In Tian v Refinitiv Limited [2026] EWHC 1418 (KB), DHCJ Guy Vassall-Adams KC refused the claimant's applications for a private hearing and anonymity, and upheld the defendant's jurisdiction challenge on the basis that the claimant had allowed the four-month service deadline under CPR 7.5 to expire without taking any steps to serve the claim form.

The privacy applications

Wenjun Tian, who is identified in a public Administrative Court judgement relating to a National Crime Agency disclosure order, sought to challenge his entry on the World-Check database, a subscription-based database of politically exposed persons and individuals considered high risk for corruption, fraud, and money laundering. He applied for a private hearing, anonymity, and restrictions on access to the court file, citing risks to his physical safety and reputational harm.

Vassall-Adams KC rejected both the private hearing and anonymity applications, applying the established open justice principles summarised in Practice Guidance (Interim Non-Disclosure Orders) [2012] 1 WLR 1003. The court found that no exceptional circumstances existed justifying departure from the open justice principle and that the claimant had not provided clear and cogent evidence that his identification would create any objectively founded risk to his physical safety.

On the question of reputation, the court held that Article 8 reputational interests are not a trump card in the context of court proceedings and that open justice, Article 6, and Article 10 rights ordinarily prevail. Crucially, the claimant's name and the underlying allegations of fraud were already extensively in the public domain, including through a public Administrative Court judgement and widespread UK and international media reporting concerning the forfeiture of two Hampstead properties following a settlement with the NCA. The only concession made was a limited order redacting the claimant's home address from any documents made available from the court file.

The jurisdiction application

The substantive issue turned on the claimant's failure to serve the claim form within the four-month period prescribed by CPR 7.5. The claim form was issued on 30 May 2025. The claimant took no steps to serve it before the 30 September 2025 deadline, apparently intending to pursue his Norwich Pharmacal application without notice to the defendant. The defendant first learned of the proceedings on 27 October 2025, after the deadline had already passed, and Refinitiv's solicitors made clear upon receiving documents by email on 6 November 2025 that no formal service had taken place.
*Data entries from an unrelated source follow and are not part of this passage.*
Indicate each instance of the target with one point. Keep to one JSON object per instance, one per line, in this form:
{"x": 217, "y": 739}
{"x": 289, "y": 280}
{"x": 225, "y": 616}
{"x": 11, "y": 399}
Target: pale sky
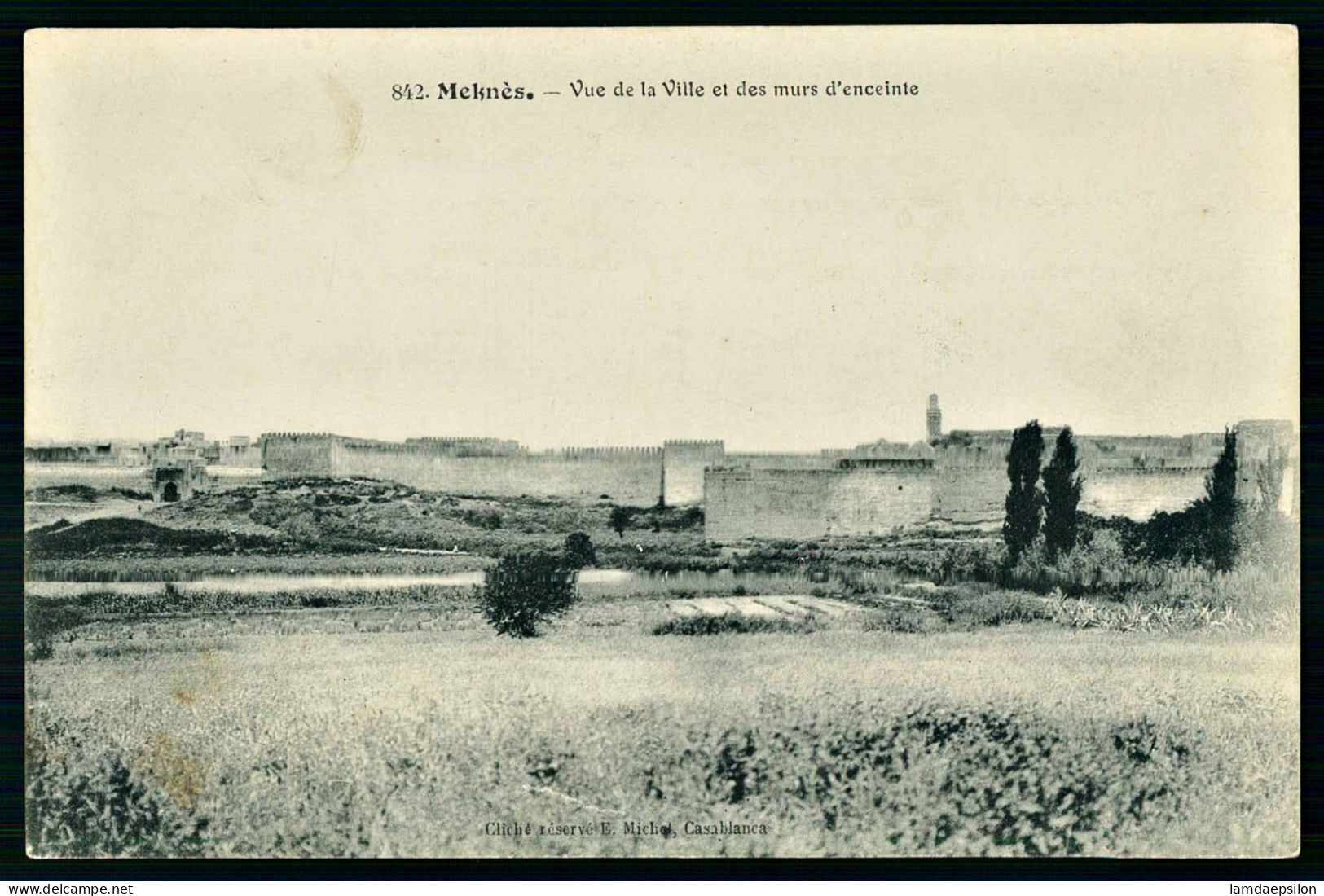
{"x": 241, "y": 232}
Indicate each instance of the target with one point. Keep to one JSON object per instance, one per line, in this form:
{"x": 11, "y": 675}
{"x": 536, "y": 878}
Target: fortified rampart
{"x": 812, "y": 503}
{"x": 959, "y": 477}
{"x": 684, "y": 462}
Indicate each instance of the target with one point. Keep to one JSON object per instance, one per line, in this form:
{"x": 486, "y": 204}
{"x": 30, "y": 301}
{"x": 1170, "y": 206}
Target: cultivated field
{"x": 805, "y": 699}
{"x": 411, "y": 732}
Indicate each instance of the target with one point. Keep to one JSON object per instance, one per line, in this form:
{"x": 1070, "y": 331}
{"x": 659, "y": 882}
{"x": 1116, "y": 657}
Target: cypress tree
{"x": 1023, "y": 502}
{"x": 1061, "y": 497}
{"x": 1221, "y": 507}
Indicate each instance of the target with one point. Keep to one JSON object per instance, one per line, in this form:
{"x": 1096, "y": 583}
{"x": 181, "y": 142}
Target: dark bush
{"x": 578, "y": 551}
{"x": 948, "y": 779}
{"x": 46, "y": 622}
{"x": 904, "y": 620}
{"x": 85, "y": 800}
{"x": 523, "y": 589}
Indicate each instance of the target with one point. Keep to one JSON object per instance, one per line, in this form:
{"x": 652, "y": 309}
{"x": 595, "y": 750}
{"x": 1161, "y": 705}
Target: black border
{"x": 16, "y": 17}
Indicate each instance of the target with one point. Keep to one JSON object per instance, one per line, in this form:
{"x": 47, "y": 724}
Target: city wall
{"x": 743, "y": 502}
{"x": 813, "y": 503}
{"x": 624, "y": 476}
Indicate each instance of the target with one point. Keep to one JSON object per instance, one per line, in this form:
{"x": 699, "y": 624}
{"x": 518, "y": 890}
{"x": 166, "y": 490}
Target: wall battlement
{"x": 961, "y": 472}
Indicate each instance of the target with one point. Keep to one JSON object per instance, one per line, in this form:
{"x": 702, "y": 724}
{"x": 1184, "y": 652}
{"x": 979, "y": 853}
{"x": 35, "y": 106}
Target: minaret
{"x": 935, "y": 419}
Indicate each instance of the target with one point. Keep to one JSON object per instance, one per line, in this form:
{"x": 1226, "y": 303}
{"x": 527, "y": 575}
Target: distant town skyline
{"x": 298, "y": 252}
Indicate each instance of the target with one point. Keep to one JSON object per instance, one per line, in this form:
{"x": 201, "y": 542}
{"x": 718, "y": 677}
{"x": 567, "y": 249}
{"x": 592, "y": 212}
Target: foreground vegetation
{"x": 1005, "y": 741}
{"x": 967, "y": 705}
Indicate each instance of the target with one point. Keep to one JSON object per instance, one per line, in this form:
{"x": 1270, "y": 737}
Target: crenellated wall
{"x": 684, "y": 462}
{"x": 743, "y": 502}
{"x": 875, "y": 487}
{"x": 298, "y": 455}
{"x": 624, "y": 476}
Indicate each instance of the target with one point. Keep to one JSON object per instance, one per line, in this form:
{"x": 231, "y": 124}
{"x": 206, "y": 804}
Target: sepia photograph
{"x": 667, "y": 442}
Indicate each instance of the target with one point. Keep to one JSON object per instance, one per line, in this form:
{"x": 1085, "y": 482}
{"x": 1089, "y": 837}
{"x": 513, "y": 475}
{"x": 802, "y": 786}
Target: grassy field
{"x": 419, "y": 732}
{"x": 940, "y": 716}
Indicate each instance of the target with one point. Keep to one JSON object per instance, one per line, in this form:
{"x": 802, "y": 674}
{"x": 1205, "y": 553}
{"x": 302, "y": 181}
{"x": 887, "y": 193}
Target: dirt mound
{"x": 118, "y": 534}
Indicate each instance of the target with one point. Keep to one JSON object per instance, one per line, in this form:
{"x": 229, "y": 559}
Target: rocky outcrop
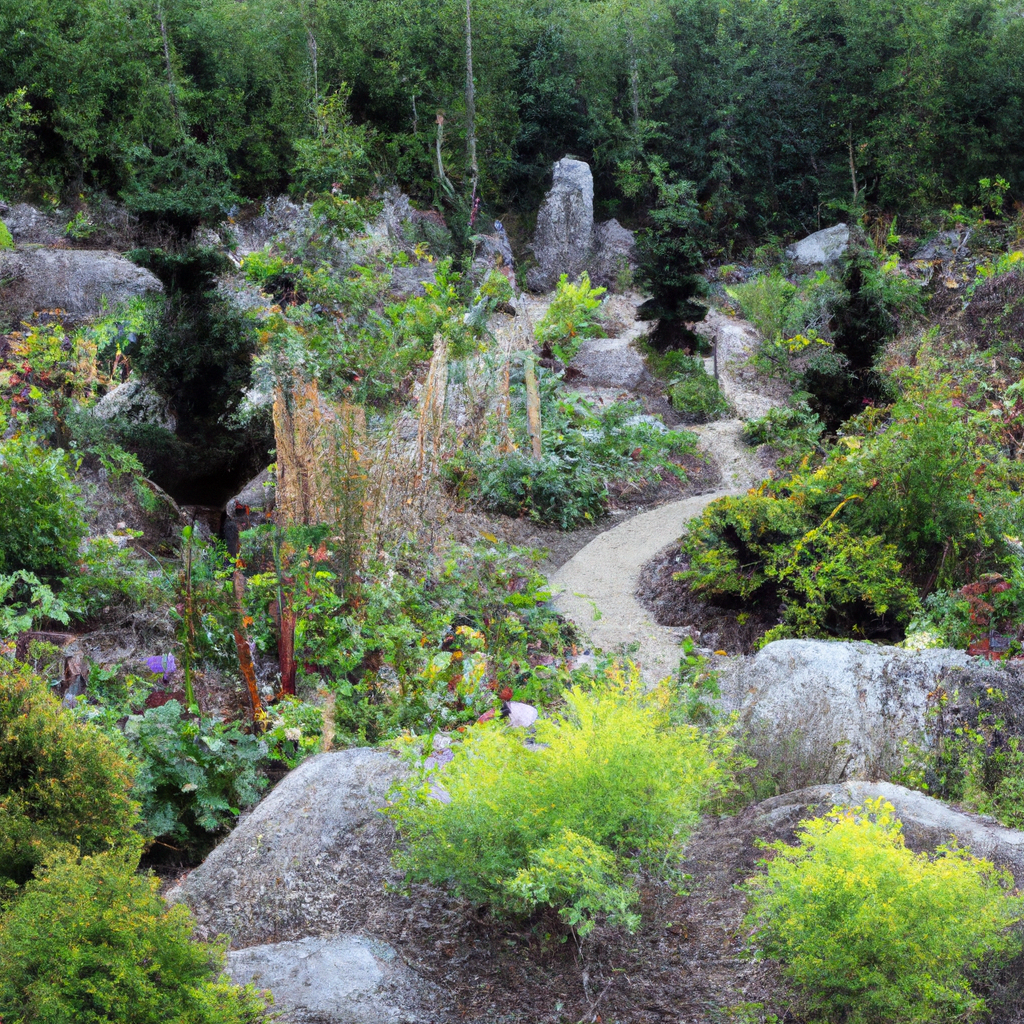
{"x": 136, "y": 401}
{"x": 563, "y": 240}
{"x": 849, "y": 707}
{"x": 567, "y": 241}
{"x": 82, "y": 283}
{"x": 819, "y": 249}
{"x": 341, "y": 979}
{"x": 27, "y": 224}
{"x": 408, "y": 282}
{"x": 928, "y": 823}
{"x": 310, "y": 859}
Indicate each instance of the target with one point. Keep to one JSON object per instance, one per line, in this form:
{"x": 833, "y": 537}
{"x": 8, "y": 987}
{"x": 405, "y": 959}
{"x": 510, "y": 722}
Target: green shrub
{"x": 911, "y": 496}
{"x": 871, "y": 933}
{"x": 556, "y": 824}
{"x": 574, "y": 313}
{"x": 60, "y": 781}
{"x": 92, "y": 942}
{"x": 697, "y": 393}
{"x": 195, "y": 774}
{"x": 42, "y": 520}
{"x": 765, "y": 302}
{"x": 584, "y": 451}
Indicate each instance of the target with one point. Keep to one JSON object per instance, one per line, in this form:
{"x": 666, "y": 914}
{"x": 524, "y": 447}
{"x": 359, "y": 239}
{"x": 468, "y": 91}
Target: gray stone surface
{"x": 563, "y": 240}
{"x": 310, "y": 859}
{"x": 848, "y": 705}
{"x": 408, "y": 282}
{"x": 27, "y": 224}
{"x": 614, "y": 255}
{"x": 79, "y": 282}
{"x": 819, "y": 249}
{"x": 339, "y": 979}
{"x": 927, "y": 822}
{"x": 609, "y": 363}
{"x": 136, "y": 401}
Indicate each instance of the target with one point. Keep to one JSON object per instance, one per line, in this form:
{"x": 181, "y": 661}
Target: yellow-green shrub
{"x": 872, "y": 933}
{"x": 557, "y": 824}
{"x": 60, "y": 780}
{"x": 92, "y": 942}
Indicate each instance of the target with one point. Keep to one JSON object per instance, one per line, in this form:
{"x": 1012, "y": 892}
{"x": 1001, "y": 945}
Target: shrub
{"x": 195, "y": 774}
{"x": 42, "y": 521}
{"x": 869, "y": 931}
{"x": 60, "y": 781}
{"x": 91, "y": 941}
{"x": 912, "y": 495}
{"x": 556, "y": 824}
{"x": 583, "y": 452}
{"x": 574, "y": 313}
{"x": 697, "y": 393}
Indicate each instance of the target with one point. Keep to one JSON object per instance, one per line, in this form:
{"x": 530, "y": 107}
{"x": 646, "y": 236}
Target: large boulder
{"x": 563, "y": 241}
{"x": 848, "y": 708}
{"x": 819, "y": 249}
{"x": 340, "y": 979}
{"x": 27, "y": 224}
{"x": 138, "y": 402}
{"x": 310, "y": 859}
{"x": 614, "y": 256}
{"x": 927, "y": 822}
{"x": 82, "y": 283}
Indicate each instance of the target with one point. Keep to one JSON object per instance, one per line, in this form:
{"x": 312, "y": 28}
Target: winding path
{"x": 596, "y": 588}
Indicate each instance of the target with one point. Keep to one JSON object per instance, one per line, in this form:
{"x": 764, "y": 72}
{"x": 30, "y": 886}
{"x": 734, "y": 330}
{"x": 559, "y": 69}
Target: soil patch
{"x": 684, "y": 964}
{"x": 672, "y": 603}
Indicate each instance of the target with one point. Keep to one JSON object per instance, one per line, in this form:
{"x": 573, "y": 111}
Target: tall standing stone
{"x": 564, "y": 237}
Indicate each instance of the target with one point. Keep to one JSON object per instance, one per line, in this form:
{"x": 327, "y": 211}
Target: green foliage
{"x": 793, "y": 430}
{"x": 973, "y": 760}
{"x": 93, "y": 942}
{"x": 27, "y": 601}
{"x": 696, "y": 393}
{"x": 670, "y": 262}
{"x": 417, "y": 644}
{"x": 195, "y": 775}
{"x": 293, "y": 732}
{"x": 765, "y": 303}
{"x": 870, "y": 932}
{"x": 39, "y": 508}
{"x": 556, "y": 824}
{"x": 912, "y": 494}
{"x": 574, "y": 313}
{"x": 60, "y": 781}
{"x": 336, "y": 157}
{"x": 584, "y": 451}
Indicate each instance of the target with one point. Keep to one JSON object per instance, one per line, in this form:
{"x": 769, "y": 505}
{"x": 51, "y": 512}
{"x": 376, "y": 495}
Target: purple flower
{"x": 161, "y": 665}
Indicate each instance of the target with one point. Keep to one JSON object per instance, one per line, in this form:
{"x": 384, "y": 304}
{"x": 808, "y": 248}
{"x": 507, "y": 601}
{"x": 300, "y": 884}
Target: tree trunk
{"x": 470, "y": 101}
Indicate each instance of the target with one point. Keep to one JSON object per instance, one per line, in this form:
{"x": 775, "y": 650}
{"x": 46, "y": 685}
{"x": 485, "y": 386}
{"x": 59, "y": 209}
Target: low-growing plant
{"x": 871, "y": 932}
{"x": 574, "y": 313}
{"x": 196, "y": 773}
{"x": 39, "y": 509}
{"x": 61, "y": 781}
{"x": 972, "y": 759}
{"x": 610, "y": 781}
{"x": 696, "y": 393}
{"x": 91, "y": 941}
{"x": 584, "y": 452}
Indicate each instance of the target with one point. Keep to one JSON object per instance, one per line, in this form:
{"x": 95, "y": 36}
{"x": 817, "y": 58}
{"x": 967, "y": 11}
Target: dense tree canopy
{"x": 775, "y": 109}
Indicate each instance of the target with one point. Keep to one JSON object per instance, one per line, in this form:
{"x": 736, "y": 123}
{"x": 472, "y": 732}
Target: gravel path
{"x": 596, "y": 588}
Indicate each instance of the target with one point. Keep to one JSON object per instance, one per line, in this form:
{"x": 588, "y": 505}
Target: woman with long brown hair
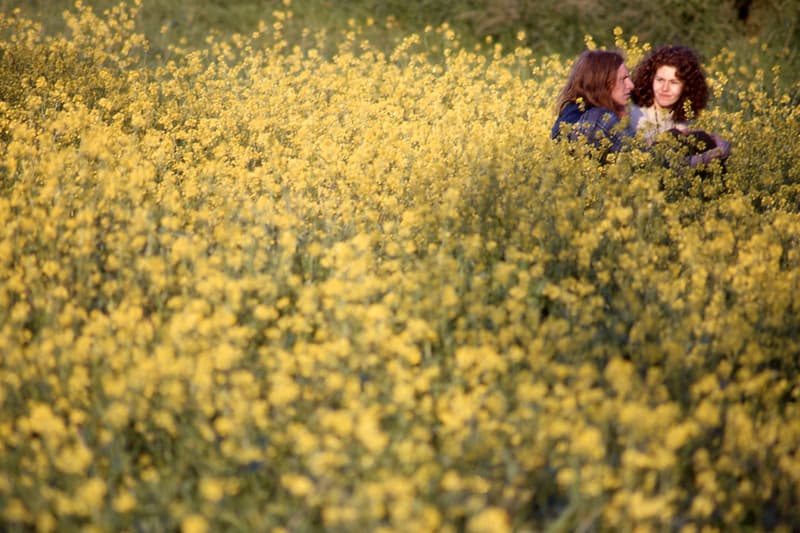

The court disposed of several attempted routes to rescue the claim. An application under CPR 7.6 for an extension of time had never been made and, in any event, the claimant had taken no steps whatsoever to effect service, failing the requirement to have taken "all reasonable steps". The court held that CPR 6.15, which permits service by an alternative method, had no application to the retrospective validation of a claim form served out of time; that power existed exclusively under CPR 7.6. The court further held, applying Godwin v Swindon Borough Council [2002] 1 WLR 997, that CPR 6.16's power to dispense with service in exceptional circumstances could not be invoked to circumvent the strict requirements of CPR 7.6(3), and that no exceptional circumstances existed in any event.

The court also addressed the defendant's failure to file an acknowledgment of service before challenging jurisdiction, holding that no such obligation arises where a claim form has never been validly served, following the Court of Appeal's recent decisions in Robertson v Google LLC [2025] EWCA Civ 1262 and Bellway Homes Limited [2025] EWCA Civ 1347.

The claimant's apparent belief that he was entitled to proceed without notice was described as a "misuse of the court's process", there being no risk the defendant could have taken steps to frustrate any eventual order. The jurisdiction application succeeded and judgement was entered for the defendant.